For my own implementation of a Build-Module
, I am in need to sort an array of functions and classes based on its dependencies. A similar question How to sort array of dependencies? has a helpful hint but it doesn't include any code. The question Topological Sorting using LINQ does include code but only C# based.
Therefore I decided to create simple data set of PSCustomObjects to be able to test my idea with a Minimal, Reproducible Example (in my own answer) before putting it in my full blown project:
$Array = ConvertFrom-Json @'
[
{ "Name": "Function1", "Dependency": ["Function3"] },
{ "Name": "Function2", "Dependency": ["Function3", "Function4", "Function5"] },
{ "Name": "Function3", "Dependency": [] },
{ "Name": "Function4", "Dependency": ["Function1", "Function5"] },
{ "Name": "Function5", "Dependency": ["Function1"] }
]
'@
The task is to sort the objects so that any object that is required by an other object is loaded first, meaning the expected result order should look like:
Name Dependency
---- ----------
Function3 {}
Function1 {Function3}
Function5 {Function1}
Function4 {Function1, Function5}
Function2 {Function3, Function4, Function5}
I have put my own answer below as possible approach and reuse but welcome any other comment or answer to tackle a topological sort in PowerShell differently.
Despite the attention on the meta issues in my question, apparently nobody caught the design bug in my original (deleted) self-answer.

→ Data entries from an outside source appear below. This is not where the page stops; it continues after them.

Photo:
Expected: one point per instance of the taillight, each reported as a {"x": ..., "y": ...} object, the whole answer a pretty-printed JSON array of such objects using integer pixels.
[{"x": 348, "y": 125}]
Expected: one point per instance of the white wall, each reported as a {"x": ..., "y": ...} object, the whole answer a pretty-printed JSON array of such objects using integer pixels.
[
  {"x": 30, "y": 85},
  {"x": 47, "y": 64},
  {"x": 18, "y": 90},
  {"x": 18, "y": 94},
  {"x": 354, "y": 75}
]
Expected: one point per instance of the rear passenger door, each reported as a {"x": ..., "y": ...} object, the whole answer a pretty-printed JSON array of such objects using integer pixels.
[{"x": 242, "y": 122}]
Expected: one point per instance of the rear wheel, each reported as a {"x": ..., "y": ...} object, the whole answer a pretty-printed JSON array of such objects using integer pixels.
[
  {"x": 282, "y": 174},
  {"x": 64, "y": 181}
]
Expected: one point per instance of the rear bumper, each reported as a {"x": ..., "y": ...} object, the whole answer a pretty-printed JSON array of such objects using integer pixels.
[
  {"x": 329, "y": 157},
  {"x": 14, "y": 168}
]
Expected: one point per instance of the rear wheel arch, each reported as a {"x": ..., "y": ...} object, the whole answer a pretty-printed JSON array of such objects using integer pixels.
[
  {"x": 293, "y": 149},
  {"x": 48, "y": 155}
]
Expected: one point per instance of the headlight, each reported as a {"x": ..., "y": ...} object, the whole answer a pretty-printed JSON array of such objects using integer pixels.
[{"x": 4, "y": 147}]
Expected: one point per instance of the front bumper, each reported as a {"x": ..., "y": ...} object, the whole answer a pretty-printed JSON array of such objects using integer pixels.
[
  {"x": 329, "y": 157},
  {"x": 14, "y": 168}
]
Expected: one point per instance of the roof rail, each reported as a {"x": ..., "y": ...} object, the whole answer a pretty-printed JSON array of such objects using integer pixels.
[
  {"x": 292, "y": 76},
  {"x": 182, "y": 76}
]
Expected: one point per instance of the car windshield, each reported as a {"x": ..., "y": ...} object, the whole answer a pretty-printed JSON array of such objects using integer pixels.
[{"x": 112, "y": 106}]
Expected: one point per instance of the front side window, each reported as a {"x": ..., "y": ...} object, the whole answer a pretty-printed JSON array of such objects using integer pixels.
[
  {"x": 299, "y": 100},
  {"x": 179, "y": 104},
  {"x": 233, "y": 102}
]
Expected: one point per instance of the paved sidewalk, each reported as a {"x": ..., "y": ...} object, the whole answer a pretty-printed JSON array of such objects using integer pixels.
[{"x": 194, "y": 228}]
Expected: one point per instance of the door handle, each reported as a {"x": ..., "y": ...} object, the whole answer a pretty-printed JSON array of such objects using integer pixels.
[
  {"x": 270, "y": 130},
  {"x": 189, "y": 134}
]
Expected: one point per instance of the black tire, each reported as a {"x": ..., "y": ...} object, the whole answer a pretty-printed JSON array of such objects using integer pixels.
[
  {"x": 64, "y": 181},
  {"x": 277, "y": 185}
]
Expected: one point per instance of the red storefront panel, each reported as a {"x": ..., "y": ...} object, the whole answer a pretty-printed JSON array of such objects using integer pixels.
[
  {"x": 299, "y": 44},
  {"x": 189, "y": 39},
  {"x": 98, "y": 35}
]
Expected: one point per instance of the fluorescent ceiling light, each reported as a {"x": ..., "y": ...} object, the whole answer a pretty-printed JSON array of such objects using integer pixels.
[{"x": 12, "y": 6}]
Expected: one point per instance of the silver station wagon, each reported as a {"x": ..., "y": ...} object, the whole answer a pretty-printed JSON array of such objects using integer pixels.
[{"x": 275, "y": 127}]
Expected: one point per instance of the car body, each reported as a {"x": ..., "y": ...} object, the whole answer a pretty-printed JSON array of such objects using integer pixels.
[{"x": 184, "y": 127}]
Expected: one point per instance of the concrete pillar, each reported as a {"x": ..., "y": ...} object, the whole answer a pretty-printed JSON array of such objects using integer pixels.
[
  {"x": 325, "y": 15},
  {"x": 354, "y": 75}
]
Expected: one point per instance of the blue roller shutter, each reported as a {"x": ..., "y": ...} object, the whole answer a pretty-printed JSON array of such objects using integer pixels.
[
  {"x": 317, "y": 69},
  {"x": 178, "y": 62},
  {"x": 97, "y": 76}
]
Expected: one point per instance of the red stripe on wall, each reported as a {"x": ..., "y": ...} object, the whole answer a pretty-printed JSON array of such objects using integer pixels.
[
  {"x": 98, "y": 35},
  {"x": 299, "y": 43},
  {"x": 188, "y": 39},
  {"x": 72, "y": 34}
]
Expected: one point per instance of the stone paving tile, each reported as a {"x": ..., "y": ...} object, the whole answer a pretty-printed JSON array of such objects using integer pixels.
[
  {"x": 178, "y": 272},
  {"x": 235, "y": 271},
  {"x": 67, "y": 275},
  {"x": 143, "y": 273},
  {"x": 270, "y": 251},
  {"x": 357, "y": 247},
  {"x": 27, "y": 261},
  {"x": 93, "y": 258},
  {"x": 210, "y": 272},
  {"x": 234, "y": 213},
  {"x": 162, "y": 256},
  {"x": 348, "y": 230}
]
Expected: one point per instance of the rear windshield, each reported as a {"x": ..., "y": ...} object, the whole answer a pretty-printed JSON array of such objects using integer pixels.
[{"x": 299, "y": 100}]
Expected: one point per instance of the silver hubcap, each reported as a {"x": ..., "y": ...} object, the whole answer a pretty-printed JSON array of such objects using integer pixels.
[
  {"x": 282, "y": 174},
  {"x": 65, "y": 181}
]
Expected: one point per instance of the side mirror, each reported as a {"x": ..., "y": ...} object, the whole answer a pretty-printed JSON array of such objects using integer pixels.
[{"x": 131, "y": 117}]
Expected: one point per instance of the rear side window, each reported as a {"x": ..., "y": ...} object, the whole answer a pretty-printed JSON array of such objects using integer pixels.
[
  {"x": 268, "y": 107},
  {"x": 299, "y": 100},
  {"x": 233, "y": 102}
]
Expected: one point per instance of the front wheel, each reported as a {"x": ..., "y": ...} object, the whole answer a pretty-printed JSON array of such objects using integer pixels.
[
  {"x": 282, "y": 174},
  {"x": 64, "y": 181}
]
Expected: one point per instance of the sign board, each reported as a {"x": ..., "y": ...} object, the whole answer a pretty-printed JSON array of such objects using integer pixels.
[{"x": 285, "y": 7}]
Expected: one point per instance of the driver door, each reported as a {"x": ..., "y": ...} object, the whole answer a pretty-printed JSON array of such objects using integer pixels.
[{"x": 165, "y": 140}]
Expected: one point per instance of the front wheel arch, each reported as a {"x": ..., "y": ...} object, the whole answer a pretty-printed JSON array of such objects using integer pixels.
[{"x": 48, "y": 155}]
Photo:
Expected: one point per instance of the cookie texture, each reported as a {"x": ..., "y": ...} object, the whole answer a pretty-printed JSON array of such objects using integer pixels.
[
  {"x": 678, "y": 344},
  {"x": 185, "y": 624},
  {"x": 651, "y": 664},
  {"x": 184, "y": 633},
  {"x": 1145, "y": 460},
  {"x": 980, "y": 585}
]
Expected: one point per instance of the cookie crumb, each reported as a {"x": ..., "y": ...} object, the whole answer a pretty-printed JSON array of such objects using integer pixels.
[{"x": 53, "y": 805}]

In the end, I think that I can conclude that using a comparer for this isn't the correct way, mainly because the comparer<T>
class "compares two objects" and for a topological search it needs to handle multiple dependency (edges). Therefore I have created a Sort-Topological
to do the job.
For the specific example in the question:
$Array | Sort-Topological -Id Name -Dependency Dependency
Name Dependency
---- ----------
Function3 {}
Function1 {Function3}
Function5 {Function1}
Function4 {Function1, Function5}
Function2 {Function3, Function4, Function5}
For my specific use case, the Sort-Topological
cmdlet might be used as follows:
$Script = @'
Class Class1 : Class3 { }
Class Class2 : Class4, Class5 { }
Class Class3 { }
Class Class4 : Class5, Class3, Class1 { }
Class Class5 : Class1 { }
'@
$Ast = [Management.Automation.Language.Parser]::ParseInput($Script, [ref]$null, [ref]$null)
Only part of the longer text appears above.